# Can you re cure screen printed t shirts with a heat press?



## kytjtaylor (Dec 14, 2018)

I have recently had some t shirts made and after one wash they are already starting to crack. This is making me anxious and I want to know if I can re-cure them with my heat press to avoid them cracking in the future? 

This is more so in relation to the ones I will be selling to my customers, if the one I own is a lost cause because it is already cracking then that’s okay. I just want to know if using the heat press on the other ones I haven’t sold yet would be a good solution ?


----------



## Emilio2000 (Jun 12, 2019)

Hmmm. Hard to say. Sometimes the ink starts cracking because it has been dried too much in the dryer, if the temperature was too high or after multiple passes through the dryer. 

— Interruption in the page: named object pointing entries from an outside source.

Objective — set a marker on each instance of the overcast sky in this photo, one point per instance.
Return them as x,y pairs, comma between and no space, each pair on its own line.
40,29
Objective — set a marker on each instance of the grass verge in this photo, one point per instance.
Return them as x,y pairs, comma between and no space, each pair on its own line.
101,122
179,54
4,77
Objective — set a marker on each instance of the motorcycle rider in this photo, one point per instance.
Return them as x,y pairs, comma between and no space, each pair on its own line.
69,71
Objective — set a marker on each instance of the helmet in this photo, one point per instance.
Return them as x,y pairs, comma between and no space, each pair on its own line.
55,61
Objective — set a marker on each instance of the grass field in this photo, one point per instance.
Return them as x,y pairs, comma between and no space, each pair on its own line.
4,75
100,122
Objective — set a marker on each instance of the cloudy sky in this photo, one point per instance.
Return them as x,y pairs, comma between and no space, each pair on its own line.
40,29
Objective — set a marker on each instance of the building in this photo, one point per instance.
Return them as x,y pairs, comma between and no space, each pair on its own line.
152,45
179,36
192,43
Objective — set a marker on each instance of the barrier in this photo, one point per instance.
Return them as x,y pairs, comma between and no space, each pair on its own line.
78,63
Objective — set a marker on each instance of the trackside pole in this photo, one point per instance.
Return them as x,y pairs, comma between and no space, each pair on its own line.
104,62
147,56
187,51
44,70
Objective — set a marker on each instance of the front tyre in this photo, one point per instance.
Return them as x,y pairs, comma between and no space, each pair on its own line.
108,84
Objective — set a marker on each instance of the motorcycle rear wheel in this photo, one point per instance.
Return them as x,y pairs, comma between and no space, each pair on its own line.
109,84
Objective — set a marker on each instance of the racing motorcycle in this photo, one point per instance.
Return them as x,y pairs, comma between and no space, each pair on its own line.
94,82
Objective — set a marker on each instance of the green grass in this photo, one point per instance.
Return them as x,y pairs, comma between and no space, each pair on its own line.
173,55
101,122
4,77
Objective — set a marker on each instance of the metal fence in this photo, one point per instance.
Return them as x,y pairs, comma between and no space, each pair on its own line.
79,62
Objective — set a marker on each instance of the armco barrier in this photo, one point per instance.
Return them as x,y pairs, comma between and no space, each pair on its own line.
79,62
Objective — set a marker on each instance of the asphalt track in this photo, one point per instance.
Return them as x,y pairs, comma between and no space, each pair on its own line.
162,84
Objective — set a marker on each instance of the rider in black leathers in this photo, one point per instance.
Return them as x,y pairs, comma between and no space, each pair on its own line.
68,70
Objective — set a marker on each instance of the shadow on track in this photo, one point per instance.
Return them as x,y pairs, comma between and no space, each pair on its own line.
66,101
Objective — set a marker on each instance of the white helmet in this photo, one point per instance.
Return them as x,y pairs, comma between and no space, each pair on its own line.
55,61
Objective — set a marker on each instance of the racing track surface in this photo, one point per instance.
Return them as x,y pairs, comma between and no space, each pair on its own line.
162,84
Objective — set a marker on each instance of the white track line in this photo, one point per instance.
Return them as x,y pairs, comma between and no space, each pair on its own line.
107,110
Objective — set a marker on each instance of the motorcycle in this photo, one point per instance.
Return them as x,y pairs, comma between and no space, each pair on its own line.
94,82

You can certainly try to re-melt the ink with a heat press (using a teflon sheet) and see what happens. It would be great if you shared your experience in this forum after trying that.


----------



## Ghoster32111 (Jan 21, 2013)

What Emilio said should work for you just know when you use a teflon sheet you will add a "shine" to the ink if it is not a glossy ink finish. If you do not want a shine I would get kraft paper to not add that shine.


----------



## Emilio2000 (Jun 12, 2019)

Thank you, James, for mentioning the kraft paper. I forgot about that. You are aboslutely right that a teflon sheet will add a shine to the whole design.


----------